I have a deep love for the game of cricket. I played to county level as a teenager, and I know what cricket can do to unite communities. Cricket is a sport of which the UK can be proud. It is enjoyed by schoolboys and girls, and by spectators who may be immobile in their home. I am proud to be talking about such an important issue today.

From what we have already heard, we can agree that the situation surrounding Durham county cricket club is serious and has ramifications beyond the club. Nobody disputes that the club found itself in difficult financial circumstances, but it is fair to say that the rescue package offered by the England and Wales Cricket Board has satisfied few people. It will not be lost on people involved with the club that the ECB has said openly that it hopes that its action will serve as a deterrent to other clubs. Although the club’s immediate future appears safe, it has been stripped of the ability in the long term to generate additional revenue through prestigious test match fixtures under an ECB-mandated ban, depriving up to 15,000 people per match across the region of the opportunity to see English cricket at the very top level.

As we have heard, the knock-on effect to local businesses will be substantial. Businesses benefit hugely from the test series, which brings sell-out crowds and overseas visitors. Publicans and hotel owners have already remarked how their businesses will be hit due to lower footfall, at a time when people in the local tourism industry are already concerned about what will happen post-Brexit.

It is welcome that one-day and Twenty20 international cricket will still be played at the Riverside ground. I also welcome Sir Ian Botham as chair of Durham county cricket club, and I wish him the best of luck in restoring the club’s finances and rebuilding it as a leading force in county cricket. However, for many, that is scant relief for a club that has already built an enviable track record in cricket through a much-vaunted academy system and first-class infrastructure. It is highly valued. Despite being the youngest county club in first-class cricket, it has produced excellent former and current England test players, including Paul Collingwood, Ben Stokes and Keaton Jennings, to name a few.

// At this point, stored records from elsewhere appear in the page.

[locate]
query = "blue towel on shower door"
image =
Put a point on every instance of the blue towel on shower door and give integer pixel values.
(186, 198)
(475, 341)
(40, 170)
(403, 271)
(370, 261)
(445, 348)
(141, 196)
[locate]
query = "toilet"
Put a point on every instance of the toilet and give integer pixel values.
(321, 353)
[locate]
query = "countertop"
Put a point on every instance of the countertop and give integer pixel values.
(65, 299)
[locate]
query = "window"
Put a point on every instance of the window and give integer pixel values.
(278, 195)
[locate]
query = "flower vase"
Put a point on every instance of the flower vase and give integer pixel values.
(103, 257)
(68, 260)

The points deductions for all competitions mean that the club will start in the second division on minus 48 points, which will hamper its ability to be competitive in future as it struggles to keep its star players. In competing at the highest level and providing the ground and infrastructure required by the ECB to host test cricket in the first place, the club appears to have been a victim of its own success. Some may say that it overreached itself in order to compete with Lord’s, the Oval, and Headingley, but questions have been raised about how the ECB has encouraged clubs to blind-bid for test matches, while guaranteeing a quota for London grounds; ultimately, it has not been an equitable or transparent process.

Can the Minister push the ECB to be more open about how county clubs bid on test cricket, to ensure that it is available to everyone throughout the country and not concentrated at a few clubs? Can he also get assurances from the ECB that it is still committed to maintaining first-class cricket in the north-east of England and making it accessible throughout the country? Furthermore, can he also ask the ECB to detail how it came to decide on the severity of the sanctions taken against Durham county cricket club? Given that other first-class clubs have significantly higher debts than Durham did at the time, will the ECB ensure that rules to maintain the stability and competitiveness of the league are evenly applied in future?

As I said from the outset, we cannot ignore Durham county cricket club’s situation. We must have a sustainable financial model for our top-class cricket clubs. However, many top-flight clubs have high debts that would be unsustainable without test matches or wealthy financial backers, while others have experienced financial problems and required local authority backing to sustain them.

The ECB should take action to ensure a more transparent and equitable funding model for top-class cricket, to keep it accessible to all and fair to our clubs. I hope that the Minister has taken note of the many great points made in this debate, and I urge him to give answers that will be satisfactory to everyone here and those who enjoy Durham county cricket club.